Tuesday, January 21, 2014

THE UPPER CLASS BRITISH ACCENT


I'll take this opportunity to respond to a British commenter (name witheld by request) who said that he couldn't stand to hear upper class accents on the BBC. I love that accent myself, but then again I live in America and have never had it used against me in the form of a class weapon. I thought it might be fun to put myself behind his eyes, and try to see the language war the way he sees it.

The commenter must go nuts when he sees short films like the one above. In the film Peter Sellers is a twit, but he's confident that his accent and upper class bearing will get him a date with a girl he doesn't even know, and it does. This arrogant, aristocratic confidence drives the commenter crazy. It's as if the accent was deliberately devised, not just to insult and exclude working people, but to rub their noses in the insult in as many ways as possible. Well, maybe it was, at least in part. Even so, I can't really agree that Britain would be better off without it (the commenter never said that it would, but I'll pretend that he did)

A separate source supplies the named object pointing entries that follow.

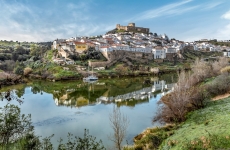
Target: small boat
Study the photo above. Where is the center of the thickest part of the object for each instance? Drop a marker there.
(91, 78)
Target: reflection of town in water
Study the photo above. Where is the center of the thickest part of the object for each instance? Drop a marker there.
(102, 92)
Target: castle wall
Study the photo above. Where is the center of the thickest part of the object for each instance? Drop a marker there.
(131, 28)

Listen to Dylan Thomas (above) read "Do Not Go Gentle." Does anyone seriously think that poem would sound as good if it were read by a cockney? Does anyone imagine that the reader (Thomas) had the intention of suppressing anyone when he read it? My guess is that Thomas talks the way he does mainly because it strikes his poet's ear as beautiful...which it is...and because it connects him to Chaucer, Marlowe, Shakespeare, and Milton. If Britain ever exterminates that language, and the best part of the culture that goes with it, then Britain won't be Britain. It'll just be another tube stop at the edge of Eurasia.

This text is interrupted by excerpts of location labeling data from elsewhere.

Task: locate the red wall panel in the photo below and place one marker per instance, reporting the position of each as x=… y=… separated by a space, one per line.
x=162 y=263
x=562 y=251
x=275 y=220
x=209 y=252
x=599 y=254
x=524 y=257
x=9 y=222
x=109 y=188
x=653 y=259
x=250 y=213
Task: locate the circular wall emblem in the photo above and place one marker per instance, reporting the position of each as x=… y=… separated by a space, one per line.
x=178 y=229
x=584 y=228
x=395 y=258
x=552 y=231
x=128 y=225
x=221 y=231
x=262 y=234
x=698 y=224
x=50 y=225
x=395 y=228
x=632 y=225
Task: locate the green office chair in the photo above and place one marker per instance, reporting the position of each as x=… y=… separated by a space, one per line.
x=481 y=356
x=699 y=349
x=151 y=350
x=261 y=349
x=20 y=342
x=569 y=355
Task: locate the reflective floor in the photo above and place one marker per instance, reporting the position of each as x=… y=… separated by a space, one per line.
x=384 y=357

 Let me digress to talk about what language and accent is. It's more than a conveyor of text. At the level Thomas uses it, it's layered with ideals of intellect and civilized behavior, of self-discipline, dignity and compassion, of manliness and efficacy. It's amazing that an accent was forged that can convey so much information, and can attach these qualities to whatever idea is being expressed. It's a language that attempts to improve the speaker and listener alike. I regard it as nothing less than miraculous...even if it is misused by people like the character Peter Sellers played.